L’information, elle est bien produite mais par contre, elle circule mal et plus le temps va avancer et plus elle circule mal. C’est exactement comme un « bouchon » sur la route. Et puis, le fait d’avoir des difficultés à faire quelque chose, c’est qu’au départ, il manque de la production d’information. Donc là, c’est une autre zone du cerveau qui est impactée. Avec ce type d’analyse, on peut, même si vous ne fait rien dans la machine, on peut aller « scorer » différentes zones du cerveau dont on sait qu’elles participent à telle ou telle fonction cérébrale.

En résumé: La connectomique montre cela : 

 

– la tractographie (connectomique structurelle) fait l’état des routes de l’information, et montre les zones altérées ou détruites

 

 

 

 

– l’IRMf d’activation (connectomique fonctionnelle) montre comment fonctionne les zones de production de l’information

 

 

 

 

– la connectomique effective (la somme des deux) montre l’efficacité (la rapidité, l’efficience et l’homogénéité) de la production et de la circulation de l’information d’un point A à un point B, puis un point C, etc… La succession des points représentant une fonction cérébrale (carte GPS du cerveau).

 

 

 

Peut-on vraiment espérer tout récupérer après un TC léger?

Pr. Denis DUCREUX:

Non, sauf si, on a très peu de difficultés et de symptômes. En général, on ne récupère pas tout. Par contre, la nature est vraiment très bien faite : vous perdez quelque chose mais vous allez gagner autre chose. Le fait de la plasticité cérébrale, le fait de redistribuer les fonctions dans son cerveau, vous allez perdre quelque chose mais en contrepartie vous allez gagner quelque chose que vous ne faisiez pas avant. Donc, on perd d’un côté mais on gagne de l’autre.

 

Jean-Philippe: On peut espérer récupérer son boulot alors ?

Pr. Denis DUCREUX:

Ah, son travail, c’est sûr que c’est compliqué.
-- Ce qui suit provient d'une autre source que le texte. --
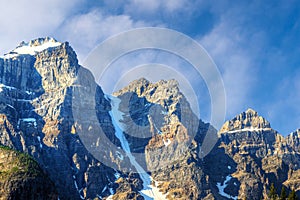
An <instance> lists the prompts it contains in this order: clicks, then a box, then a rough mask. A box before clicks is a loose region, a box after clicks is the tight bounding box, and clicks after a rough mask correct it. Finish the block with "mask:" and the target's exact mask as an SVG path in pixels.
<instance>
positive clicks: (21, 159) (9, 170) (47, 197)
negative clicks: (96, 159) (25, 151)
mask: <svg viewBox="0 0 300 200" xmlns="http://www.w3.org/2000/svg"><path fill="white" fill-rule="evenodd" d="M57 198H58V194H57V192H56V188H55V186H54V183H53V182H52V181H51V180H50V179H49V177H48V175H46V174H45V173H44V172H43V170H42V169H41V168H40V166H39V165H38V163H37V162H36V161H34V160H33V159H32V158H31V157H30V156H28V155H26V154H24V153H20V152H17V151H14V150H12V149H9V148H8V147H3V146H0V199H45V200H46V199H47V200H48V199H53V200H54V199H55V200H56V199H57Z"/></svg>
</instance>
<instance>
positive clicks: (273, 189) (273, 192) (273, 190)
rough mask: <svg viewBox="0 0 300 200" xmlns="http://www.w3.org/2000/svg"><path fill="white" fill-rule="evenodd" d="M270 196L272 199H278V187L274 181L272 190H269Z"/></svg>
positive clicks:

Effectivement, d’un point de vue humain, c’est un drame et d’un point de vue professionnel c’est compliqué, il faut que les patrons soient conscients du problème et que les patients puissent avoir des aménagements, avec par exemple le mi-temps thérapeutique mais ça c’est pas possible pour tout le monde.

 

Anne-Lise : Vous avez dit « on perd quelque chose mais on gagne autre chose ».

Pr. Denis DUCREUX:

Oui, un exemple très connu et spectaculaire aux USA, un traumatisé crânien qui a eu pendant des années des difficultés pour se concentrer mais qui a gagné la possibilité de jouer de la musique. Il a gagné la fonction de l’oreille musicale absolue et après il est devenu un véritable virtuose. C’est l’exemple le plus médiatique. D’autres exemples un peu plus parlants chez d’autres patients traumatisés crâniens, ils ont eu leur capacité d’intuition qui se sont révélée augmentée. Et donc, ils étaient en capacité presque de pouvoir deviner dans certaines circonstances ce qui allait se passer pour eux ou pour d’autres personnes dans un futur proche. Donc, là aussi, ce sont des exemples criants. Après, vous pouvez avoir par exemple des difficultés de mémorisation, avant vous pouviez avoir des difficultés de se repérer dans l’espace, « mais quel est mon chemin » et après le traumatisme crânien les difficultés de mémorisation peuvent s’être accrues mais votre capacité de vous repérer dans l’espace, comme par magie, c’est venu d’un coup. En fait, c’est dû à la plasticité cérébrale, à la réorganisation des circuits. Donc, on ne peut pas prévoir à l’avance pour une personne comment les choses vont se redistribuer, on ne peut pas prévoir quel est le pourcentage de perte d’une fonction que la personne peut avoir mais ce qui est certain c’est que la redistribution va faire que certaines fonctions vont être mieux qu’avant, parfois même, vont apparaître. Il y a une amélioration d’un côté et il y a au contraire une stagnation, voire une diminution de l’autre côté. C’est un équilibre.

 

Pourquoi après tant d’années l’accès à l’IRM TD n’est pas plus développé 

Nadette AFTC 22: Je voulais poser la question des accompagnements juridiques puisque c’est sur ce point là que nos actions se portent au niveau des AFTC. Cet examen n’a pas de nomenclature et on peut s’étonner quand on vous entends parler de 15, 20 ans de travail, de recherches au niveau de cette imagerie que moi je considère très importante puisque plusieurs adhérents de l’AFTC22 l’ont pratiqué. Mais là, actuellement, nous avons un cas très compliqué que je suis et donc les experts disent, bien sûr, que cette personne relève de la psychiatrie. 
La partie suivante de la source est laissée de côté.